From a customer service end, a chain that counts the beans so closely that they violate their own privacy policy is one I probably wouldn’t attend. The situation seems like poor customer service and relations. I have no problem paying for good movie theater concessions, but chains that have awful stale popcorn, watered down sodas and unimaginative snacks don’t deserve my money. Perhaps I’m reverting to the Me Me Me attitude of your post, but it’s movie theater snacks aren’t cheap nor healthy. Like the studios, exhibiters need to put out a high quality product. I know its a business, but look at Pixar, the secret to their success is high quality. Since the major chains are consolidating, they need to further address this – high margin items are fine for the bottom line but if the food they offer is nasty tasting and they are the only show in town, I can understand why someone would sneak in their own snacks to enjoy with the screening.

Austin Klososky
Austin Klososky on May 30, 2009 at 10:20 am

The ONLY time I’ve ever heard of this is when the studio sends their own security for a sneak-peak.
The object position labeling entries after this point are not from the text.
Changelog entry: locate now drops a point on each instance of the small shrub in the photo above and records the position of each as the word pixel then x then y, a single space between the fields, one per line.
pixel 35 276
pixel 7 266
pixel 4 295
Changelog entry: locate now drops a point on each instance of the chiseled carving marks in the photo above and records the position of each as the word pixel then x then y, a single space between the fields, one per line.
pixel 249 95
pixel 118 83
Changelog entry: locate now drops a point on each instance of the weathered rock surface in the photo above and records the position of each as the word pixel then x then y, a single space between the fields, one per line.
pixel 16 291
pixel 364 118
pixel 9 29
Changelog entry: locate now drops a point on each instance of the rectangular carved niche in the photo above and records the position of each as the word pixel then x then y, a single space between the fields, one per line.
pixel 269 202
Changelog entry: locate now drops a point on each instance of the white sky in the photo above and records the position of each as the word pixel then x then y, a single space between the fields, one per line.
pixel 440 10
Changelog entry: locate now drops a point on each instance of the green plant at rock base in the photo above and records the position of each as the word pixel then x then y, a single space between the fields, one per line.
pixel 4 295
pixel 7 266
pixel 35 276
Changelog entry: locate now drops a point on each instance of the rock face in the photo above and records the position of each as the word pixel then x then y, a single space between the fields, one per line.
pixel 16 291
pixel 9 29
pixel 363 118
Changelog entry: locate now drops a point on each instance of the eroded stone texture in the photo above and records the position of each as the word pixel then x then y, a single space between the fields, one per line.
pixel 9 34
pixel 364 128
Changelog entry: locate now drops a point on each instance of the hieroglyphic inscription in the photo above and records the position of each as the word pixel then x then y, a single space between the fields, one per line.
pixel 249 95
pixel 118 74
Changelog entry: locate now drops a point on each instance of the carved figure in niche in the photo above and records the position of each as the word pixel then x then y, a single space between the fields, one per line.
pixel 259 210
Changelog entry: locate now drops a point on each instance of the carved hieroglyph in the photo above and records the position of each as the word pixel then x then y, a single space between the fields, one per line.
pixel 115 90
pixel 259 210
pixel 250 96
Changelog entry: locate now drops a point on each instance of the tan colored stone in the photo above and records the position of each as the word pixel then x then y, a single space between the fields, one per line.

Most bags are checked for cell phones, cameras, etc. Which are not allowed at all during a sneak. It is a simple deterrent of film theft.

AlAlvarez
AlAlvarez on May 30, 2009 at 9:21 pm

Alas, in the U.S. we have the Bush/Cheney Patriot Act which means theatres can search as they please or toss your ass out.

Still, I recently saw a movie at the AMC Empire in New York along with a howling cat, property of a fellow patron with enough bags for a week’s travel.

MPol
MPol on May 31, 2009 at 6:09 am

It’s disgraceful that people can and do get away with illegal stuff such as downloading, comcording, and recording movies in a movie theatre, and certain controls have to be put on. However, I think that the business of searching patrons indiscriminately is unacceptable, because a lot of INNOCENT people get hurt as a consequence of such a practice, plus it will drive more and more people away from the theatres entirely.

Ron Carlson: I agree that people, no matter what age, who definitely ARE troublemakers, should be issued a warning, or given the boot if they don’t comply.

From what I read/heard, Israel has long had a system in place that causes cellphones, etc. to jam up on their users in public places such as movie theatres, restaurants, etc. when they attempt to use them. Too bad we don’t have a system like that in place here.